Snow Days
Do snowy days make you introspective? They do me. Maybe because snow is such a novelty in our area of southern Illinois. Everything comes to a halt. Since our rural infrastructure (that seems an oxymoron) is not prepared to handle the slightest abundance of white fluff or ice, school districts, daycares, social agencies, churches, government, and colleges shut down. Many of us hunker down, drinking more coffee than usual, living vicariously through frosty windows, as birds seem busier working on seeds in feeders. Excitement builds as breathtaking crystals float together in harmonic conspiracy, to change the landscape and insulate sound. And it makes our hearts happy. I am a passive enjoyer of snow. I want it to stay in place without intrusion, as long as possible. I feel let down when footprints, tire tracks, and plows mar its beauty.
I roll the tape in my head back past hikes on snowy trails, skiing with our children, watching our seventeen year-old Venezuelan exchange son playing like a small child full of wonder of his first snow. I rewind snowy days of deer hunting, sledding and cocoa, trick-or-treating with cousins from the back of a truck as snowflakes began covering us, to our children and dogs seeing their first snows. And I go back to my first memory of building a snowman.
We lived in a little two-story red asphalt-sided house and I remember watching out our front window as magic fell from the sky. We overbundled and went outside once it stopped. I was awestruck when my parents showed me how to roll the cold, wet Playdough into growing spheres; how they had to be smooth as possible, even as twigs and rocks began to cling to the last few rolls. From two small round mounds, a man began to emerge. There wasn’t enough snow to complete his head, so Mother rushed into the house to improvise. She searched under the kitchen sink until she found just the right thing. She began drawing with Magic Marker upon a gallon pickle jar. Eyes, nose, smiling mouth, just as if bits of coal had been lined into an upward curve. We went out and proudly placed it onto the visitor’s upper body. He was perfect!
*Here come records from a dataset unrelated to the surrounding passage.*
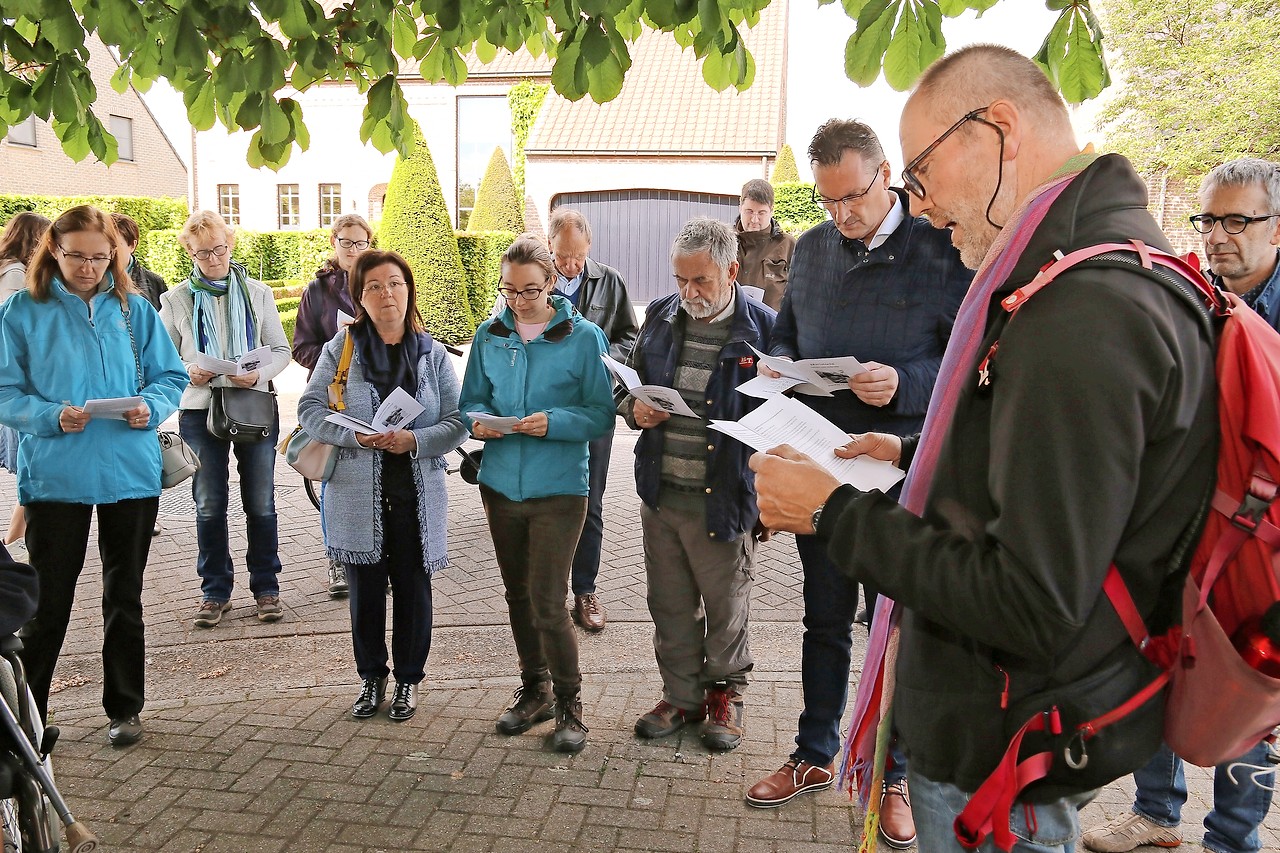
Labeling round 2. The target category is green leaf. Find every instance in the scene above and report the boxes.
[474,36,497,64]
[883,0,944,90]
[258,99,290,145]
[841,0,870,17]
[109,63,132,95]
[392,6,418,60]
[279,0,313,40]
[283,98,310,151]
[96,0,144,47]
[844,0,898,86]
[550,37,587,100]
[52,118,91,162]
[39,8,84,54]
[442,47,468,85]
[937,0,968,16]
[588,50,625,101]
[582,22,612,64]
[1054,9,1108,102]
[183,76,217,130]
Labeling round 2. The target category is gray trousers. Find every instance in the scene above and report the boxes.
[641,499,754,710]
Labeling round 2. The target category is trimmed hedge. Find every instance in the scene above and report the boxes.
[136,229,330,289]
[378,122,473,343]
[279,308,299,345]
[773,181,825,230]
[457,230,515,323]
[0,194,186,232]
[468,148,524,234]
[771,145,800,184]
[268,280,306,298]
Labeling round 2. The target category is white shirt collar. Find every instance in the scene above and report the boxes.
[866,195,905,252]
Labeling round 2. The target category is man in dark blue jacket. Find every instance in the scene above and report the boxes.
[624,217,775,753]
[747,119,971,848]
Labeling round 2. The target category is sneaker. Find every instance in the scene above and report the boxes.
[745,758,835,808]
[255,595,283,623]
[879,778,917,849]
[550,698,588,753]
[495,683,554,735]
[192,599,231,628]
[700,684,744,751]
[351,676,387,719]
[327,559,349,597]
[1082,813,1183,852]
[634,699,705,739]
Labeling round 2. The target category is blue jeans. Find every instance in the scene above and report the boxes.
[570,428,612,596]
[1133,740,1273,853]
[909,768,1092,852]
[180,409,282,602]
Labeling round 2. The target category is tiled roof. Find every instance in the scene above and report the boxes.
[527,0,788,156]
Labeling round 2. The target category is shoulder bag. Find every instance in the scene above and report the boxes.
[208,384,276,443]
[277,332,354,481]
[121,302,201,489]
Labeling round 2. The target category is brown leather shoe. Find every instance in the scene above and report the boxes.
[745,758,834,808]
[879,778,917,849]
[572,593,606,632]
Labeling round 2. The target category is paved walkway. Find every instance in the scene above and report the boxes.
[8,362,1279,851]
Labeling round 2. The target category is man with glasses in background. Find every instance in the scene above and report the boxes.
[545,208,637,633]
[1082,157,1280,853]
[746,119,971,848]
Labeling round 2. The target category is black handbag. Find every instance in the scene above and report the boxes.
[208,386,276,443]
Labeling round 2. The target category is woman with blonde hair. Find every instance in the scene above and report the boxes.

I couldn’t get enough of him. I spent hours, days, gazing at the backside of “Frosty” from our window. Our magical man stayed as long as the sun would allow and I saw as he grew smaller and smaller, until the only evidence he had ever existed was the glass head left on the brown ground, smiling.
Yes, snow days are so much more than attempting to push the dangerous nuisance into dirty piles along the sides of a highway. They hold very precious memories.
(Photo by Click and Learn Photography on Unsplash)
2 Comments
Anonymous
I want tons of it!😚😚 we used to build snow men. They were longer lasting in Chicago. Great story
admin
Thank you! Climate is one of the many differences between northern and southern Illinois. Mild winters usually don’t bring much snow. We did have our first snow day this week, with 4 inches.